We live amid a broken image of a family in which men do not need women and women do not need men and neither needs children. We live amid a broken world where the job of religion is to tell us we are all good to do instead of warning us to repent. We live with the broken dreams of a life negotiated so that we never have to suffer and never have to sacrifice for anyone or any cause. No wonder people like John the Baptist and Joseph are so unwelcome at Christmas. They ruin our well cultivated myths and lies that mask our destruction and keep us from hearing the voices of those who want us to be saved.
Let me be blunt. The good memories of those who suffer in hell will do nothing to comfort them and will only increase their misery and the best memories of those who delight in heaven will be left behind for that which is even better. But we need to hear the preaching Johns of this world and we need the fathers willing to protect, provide, sacrifice, and suffer for the sake of their families. They say the truth hurts and maybe it does but it does not inflict the pain of a life forever captive to death’s prison or alone in your misery. If we knew what we think we did, we would wish for more like John and more like Joseph who are strong enough to be faithful in a world of temptation and lies.
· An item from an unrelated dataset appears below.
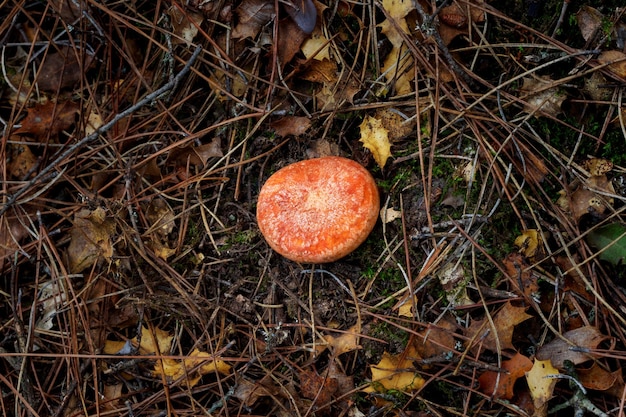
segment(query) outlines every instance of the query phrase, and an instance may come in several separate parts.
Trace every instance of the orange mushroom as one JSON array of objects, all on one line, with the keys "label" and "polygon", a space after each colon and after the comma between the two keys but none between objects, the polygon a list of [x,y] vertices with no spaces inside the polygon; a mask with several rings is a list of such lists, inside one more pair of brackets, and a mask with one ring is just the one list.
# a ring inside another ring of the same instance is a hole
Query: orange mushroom
[{"label": "orange mushroom", "polygon": [[370,234],[380,209],[372,175],[338,156],[288,165],[259,193],[257,222],[267,243],[287,259],[333,262]]}]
John is dead and he will be raised again but on the last day and that is too late for us. So we need preachers who will speak the inconvenient truth in love even at Christmas. We need those who will be voices of John in their homes, for the sake of their children and families. We need spoilers who will ruin the myth of Christmas with its most profound reality– God IS come to be your Savior. We need those who will protect the little lives carried in their mother’s wombs even at the cost of their own hopes and dreams and happiness. We need those who will not only speak of God’s will but demonstrate that will with the forgiveness that is full, free, and for those who deserve not a bit of it. We need John and Joseph. We need YOU to be John and YOU to be Joseph in your homes and neighborhoods. In the end these do not ruin Christmas or spoil a memory but make it possible for us to welcome Him who comes in the Name of the Lord.
Christmas is not ruined by honest preaching that calls us to repent or by strong fathers who love their families enough to bring them to that place where this preaching takes place. Christmas is ruined by people who think today is more important than eternity, that you have to get your own way in order to be happy, that you have to hide behind a mask in order to get along, or that you have to act like you are good to go in yourself and do not need anyone’s help. Jesus has not come to give prizes to the perfect family. Every family is dysfunctional. Every family is a mess. Every one of us is weak in the face of temptation. Everything that is not of God in this world is evil. But the Baby born in the manger has come for just that – for people who need help, for sinners who love evil more than good, for families which are a mess, and for those who wear a mask in public to cry at home alone.
Make your way straight to the Lord, without delay or detour. The Christ was born for you and He has been pleased to live and die for your sins. For every call to repentance, there is the promise of forgiveness. For everyone who admits they are vulnerable and need each other, there is comfort. Jesus is under no illusions about who we are or what we need. Christmas is not about memories or presents but about the Savior who came to us as one of us that He might take away our sins and the sins of the whole world. Amen.